More and more women are taking to motorcycles and with that comes more women in the motorcycle industry, says Julia Preeo the northern regional manager for Suzuki Motorcycles Australia.
Long gone are the male-dominated bike shops. Julia says that these days there are loads of riding school providers with courses specifically for women, shop rides for female riders and women’s riding groups to join, as well as many women in the industry keen to help. “There are many ladies out there always eager to meet new friends and show them the ropes,” she says.

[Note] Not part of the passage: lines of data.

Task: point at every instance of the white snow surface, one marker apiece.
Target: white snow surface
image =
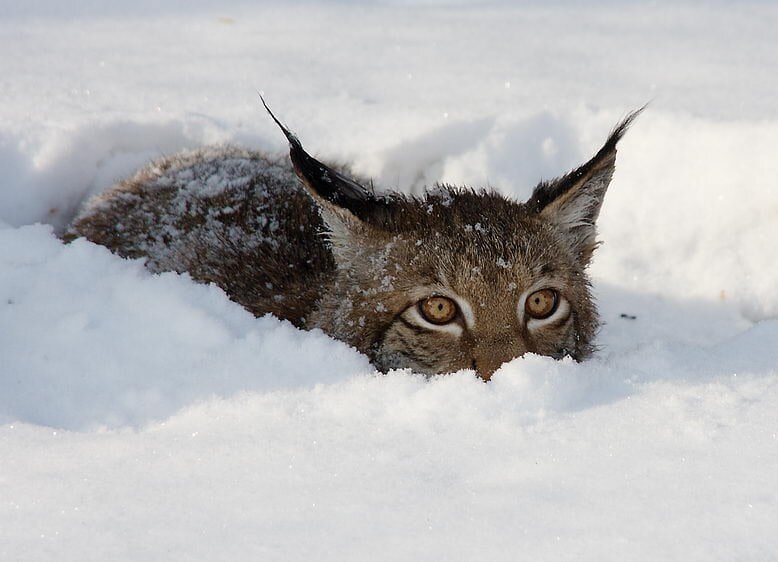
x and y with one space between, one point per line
146 417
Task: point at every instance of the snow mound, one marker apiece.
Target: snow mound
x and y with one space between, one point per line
147 417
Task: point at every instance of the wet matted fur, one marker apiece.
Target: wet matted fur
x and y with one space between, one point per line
457 278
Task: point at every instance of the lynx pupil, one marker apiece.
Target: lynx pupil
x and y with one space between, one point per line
541 304
438 310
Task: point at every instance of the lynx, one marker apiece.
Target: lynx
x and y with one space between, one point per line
455 279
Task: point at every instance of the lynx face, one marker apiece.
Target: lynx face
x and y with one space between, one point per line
461 278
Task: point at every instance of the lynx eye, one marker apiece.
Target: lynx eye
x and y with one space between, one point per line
438 310
541 304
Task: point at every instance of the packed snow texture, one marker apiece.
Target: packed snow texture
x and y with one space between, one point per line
147 417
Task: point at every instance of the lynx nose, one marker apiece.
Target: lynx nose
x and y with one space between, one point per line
489 357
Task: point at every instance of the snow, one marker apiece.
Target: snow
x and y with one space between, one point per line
147 417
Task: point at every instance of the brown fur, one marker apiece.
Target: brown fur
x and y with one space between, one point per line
333 255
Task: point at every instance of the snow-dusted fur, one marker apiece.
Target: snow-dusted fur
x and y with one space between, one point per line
360 266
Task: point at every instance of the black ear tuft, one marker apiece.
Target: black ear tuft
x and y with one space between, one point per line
573 201
548 192
320 178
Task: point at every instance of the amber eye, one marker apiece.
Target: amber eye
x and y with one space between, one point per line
438 310
541 304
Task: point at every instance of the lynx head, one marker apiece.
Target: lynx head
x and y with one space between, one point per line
461 278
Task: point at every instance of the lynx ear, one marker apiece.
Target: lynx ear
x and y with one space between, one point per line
335 193
573 201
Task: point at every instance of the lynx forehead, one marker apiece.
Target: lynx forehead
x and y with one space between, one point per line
457 278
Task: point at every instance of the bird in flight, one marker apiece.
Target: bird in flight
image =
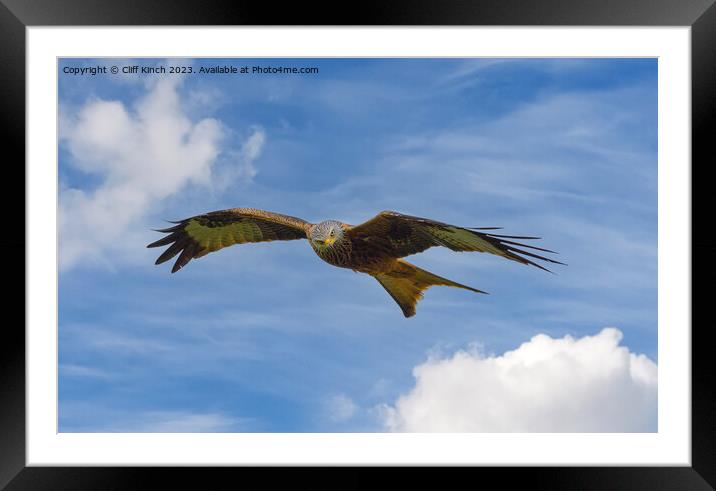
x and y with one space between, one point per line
374 247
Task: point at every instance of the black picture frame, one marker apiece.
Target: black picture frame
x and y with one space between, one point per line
700 15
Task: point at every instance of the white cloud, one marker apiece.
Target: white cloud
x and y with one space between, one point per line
341 408
140 155
84 417
589 384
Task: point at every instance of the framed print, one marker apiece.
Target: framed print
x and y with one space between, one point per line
562 142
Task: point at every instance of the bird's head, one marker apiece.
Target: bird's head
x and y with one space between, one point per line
326 234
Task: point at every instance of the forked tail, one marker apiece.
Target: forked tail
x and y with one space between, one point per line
406 284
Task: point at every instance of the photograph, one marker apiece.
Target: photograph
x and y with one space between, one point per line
358 245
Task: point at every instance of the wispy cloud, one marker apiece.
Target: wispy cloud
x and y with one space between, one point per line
81 418
140 154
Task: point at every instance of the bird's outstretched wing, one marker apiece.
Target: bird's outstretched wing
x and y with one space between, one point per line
408 235
197 236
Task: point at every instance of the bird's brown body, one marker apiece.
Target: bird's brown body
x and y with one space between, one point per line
374 247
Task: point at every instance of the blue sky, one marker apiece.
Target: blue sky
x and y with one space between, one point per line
266 337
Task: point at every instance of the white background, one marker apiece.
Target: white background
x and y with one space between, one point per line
671 445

She says Suzuki is conscious of the growth in women riders and sponsors many events such as free ladies-only events for riders at any stage of their riding career.
“Come along, meet new friends and learn the basics of motorcycling,” she says. “All ladies, whether you ride or not, are welcome to come along for a free information session where we cover loads of topics including latest bikes and riding gear, basic bike maintenance and much much more.”
Julia has been in the industry for five years but says she has been obsessed with bikes “ever since I can remember”.
“My dad stopped riding just after I was born and I still remember running around the house with his old school helmet on pretending to speed away down the imaginary race track in the living room.”
Julia says she’s spoiled in her job as she’s able to ride the latest Suzukis, although her favourite is the naked Bandit.
“I love the feeling of freedom you get cruising through the twists and turns of a country road,” she says. “There is no other feeling like the first time you connect with your bike and lose yourself during a ride. It doesn’t matter if you are the one in the front seat or enjoying being chauffeured around on the back seat, if you have ever had the inkling to get on a bike of any kind, go for it.”
Women who attend the Brisbane Motorcycles Ladies Night will not be alone as the dealership has several female workers, including motocross/supercross/FMX champ Adam Cini’s sister, Kirsty. She’s just 21, but has already been in the industry two years and has been riding since she was three.
“I love the adrenalin it gives me when I’m riding and crashing!” she says. “It’s my hobby and I love the fact that I can share my experiences with everyone.”
Kirsty has wise words for women thinking about riding. “You only live once, so don’t live in fear otherwise you are going to miss out on the best time of your life.”
By contrast, Parts and Accessories Manager Pam Bornman, 33, has been in and out of the industry since she was 16. “I love getting on my bike (Aprilia RSV Mille), sticking my iPod on an drowning the rest of the world out,” she says.
Pam says her job allows her to make an impact on her customers’ lives. “Whether it’s helping get their bike back to running condition, blinging the bike out or getting the helmet or gear they always wanted, or just some advice. I don’t mind, I just love it all.”
Shelly Eshman-Myhill who works for Swan Insurance at Brisbane Motorcycles has been in the industry nine years and reckons the most important thing to ride with – part from comprehensive insurance – is a neck brace. “I wouldn’t ride without one,” she says.
Despite the risks of riding, she says women shouldn’t let fear hold them back.
“Just to give it a go,” she says. “Don’t be scared to ask lots of questions. The people in your local dealership are a wealth of knowledge. Also seek out other females as they may have had the same hesitations when starting out.”